Claire Lenden ’22 and Sam Warman ’24, the finalists in the Youth Philanthropy Project in Menlo’s Global Issues for Global Citizens class, successfully made their cases to earn support for their chosen organizations.
Claire and Sam received a record $5000 for their respective NGOs, Hope U.S.A. and Save a Child’s Heart. Claire says, “Hope U.S.A. is an extremely effective organization that has aided hundreds of thousands of women across Pakistan” through increased access to healthcare education, vocational training, clean water, and food, “providing hope for the future of gender inequality in Pakistan.” Sam’s chosen NGO, Save a Child’s Heart, works to save the lives of critically ill children suffering from heart disease in countries where access to pediatric heart care is limited or nonexistent.
History teacher Matthew Nelson, who leads the class, says, “Claire and Sam demonstrated true cosmopolitan spirit in my class for their work in the Youth Philanthropy Project. As finalists in the project, they delivered well-researched, compelling pitches. I am so proud of them!”

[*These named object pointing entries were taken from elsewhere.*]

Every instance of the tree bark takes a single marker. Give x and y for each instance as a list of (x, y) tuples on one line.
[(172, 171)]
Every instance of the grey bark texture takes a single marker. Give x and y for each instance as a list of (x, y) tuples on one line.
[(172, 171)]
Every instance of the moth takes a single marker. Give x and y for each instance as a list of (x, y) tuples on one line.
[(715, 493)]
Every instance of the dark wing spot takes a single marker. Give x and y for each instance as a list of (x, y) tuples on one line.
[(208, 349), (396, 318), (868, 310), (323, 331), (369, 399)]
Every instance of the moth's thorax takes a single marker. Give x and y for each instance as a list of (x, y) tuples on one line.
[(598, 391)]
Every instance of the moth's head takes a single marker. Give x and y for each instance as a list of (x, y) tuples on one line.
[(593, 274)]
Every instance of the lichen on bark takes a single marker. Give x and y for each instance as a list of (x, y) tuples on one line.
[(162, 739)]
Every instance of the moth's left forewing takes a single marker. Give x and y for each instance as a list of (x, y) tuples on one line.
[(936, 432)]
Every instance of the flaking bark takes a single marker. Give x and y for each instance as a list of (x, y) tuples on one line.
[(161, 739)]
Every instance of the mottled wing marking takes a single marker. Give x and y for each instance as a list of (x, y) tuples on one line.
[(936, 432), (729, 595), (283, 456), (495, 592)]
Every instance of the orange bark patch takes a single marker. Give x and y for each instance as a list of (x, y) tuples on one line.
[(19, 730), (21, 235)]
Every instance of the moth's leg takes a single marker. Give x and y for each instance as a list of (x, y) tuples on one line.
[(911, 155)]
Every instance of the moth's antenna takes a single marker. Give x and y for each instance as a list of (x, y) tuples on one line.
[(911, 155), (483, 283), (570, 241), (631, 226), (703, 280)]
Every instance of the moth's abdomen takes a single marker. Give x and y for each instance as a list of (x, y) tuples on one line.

Menlo’s Global Issues for Global Citizens class annually partners with the HAND Foundation—and this year, with Menlo parent philanthropist Yana Kalika—for the Youth Philanthropy Project, which gives students the opportunity to learn about philanthropy’s role in addressing social issues around the world and make a direct impact. The project begins with students researching and selecting an international NGO they feel is worthy of grant funds to support its efforts. Their work culminates in a pitch presentation explaining why their organization is worthy of the grant.
As their teacher, Matthew encourages students to think about the kind of impact they wanted to have and to listen to their heads as well as their hearts by exploring social issues in line with their interests and values. Students examine each organization critically, looking at their mission, overall impact, and sustainability, as well as investigating how they accomplish their mission and use their resources.
HAND Foundation cofounder Noosheen Hashemi annually attends to observe and decide how the grants—which in the past have ranged from $3,000 up to $8,000—should be allocated. Noosheen asks the students questions about the social impact of each organization and how they utilize resources and accomplish their missions. She also provides insights into philanthropy and nonprofit management and explains to the students her reasoning as to how much each NGO shall receive in grant money. The funds for the project are generously provided through the HAND Foundation’s Lend a HAND program, which promotes youth philanthropy and volunteerism.